We're just going to have it listen on port 3000, and we can go ahead and start up our server, and then when we browser to localhost on port 3000, we see that it returns, "Hello, World!" just like we wanted it to in our response.end statement. We can use response.writeHead to provide a status code and some optional headers.

Since this is a valid request for us, we want to return the status code of 200, this is the place also where if you are issuing a redirect to specify 302, or if you want to return that page was not found, you could specify 404 here as well. So we'll put in our 200, and then we're going to provide content type of text/plain. So when we restart our server and refresh our page, nothing actually changes and that's OK.

But to demonstrate how the content-type works, if we include some strong tags here when we restart, we see that the strong tags are actually written out as text. So if we change our content-type from text/plain to HTML, when we refresh the page the word world is actually written out using a bold font because of the strong tag. Our request object has a URL property that we can use to check which URL the client has requested.
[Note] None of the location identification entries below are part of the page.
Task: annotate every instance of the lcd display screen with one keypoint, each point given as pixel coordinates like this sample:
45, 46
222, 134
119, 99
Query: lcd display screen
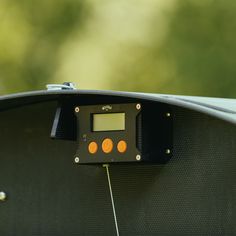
108, 122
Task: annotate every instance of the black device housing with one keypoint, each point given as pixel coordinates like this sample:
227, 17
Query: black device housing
148, 132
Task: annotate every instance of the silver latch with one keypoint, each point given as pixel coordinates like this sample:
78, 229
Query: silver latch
64, 86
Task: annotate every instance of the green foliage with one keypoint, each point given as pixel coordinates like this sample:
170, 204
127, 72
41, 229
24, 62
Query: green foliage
196, 57
32, 33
So that the client is requesting the root URL, we're going to return "Hello, World!" But if they request goodbye, we want to return "Goodbye, World!" So when we browse to our application again, the root returns "Hello, World!" And when we specify the goodbye route, it returns "Goodbye, World!" Our request object also has a method parameter, so we can test to see what http method the client has requested.

So if they issue a get request we want to return "Goodbye, World!" but if they issue a post, we want to return the phrase, "Posting, goodbye cruel world!" So we can restart our node application again, browsing to the root we get "Hello, World!" When we browse to goodbye, we get "Goodbye, World!"

We can use the WebStorm REST client to test our post call, so we'll provide our server address here, and the path of goodbye, and when we specify post as our http method and run that, we get our string, "Posting, goodbye cruel world!" Just as we expected. Now this is completely functional, but you can imagine for a large site with a lot of content and a lot of routes, that this is going to become a lot to manage really quickly.

That's where packages like Express.js or Happy.js come into aid you, because they're going to abstract a lot of the details of managing these routes away from you, which allows you to focus on writing code that delivers value to your business rather than writing boilerplate code.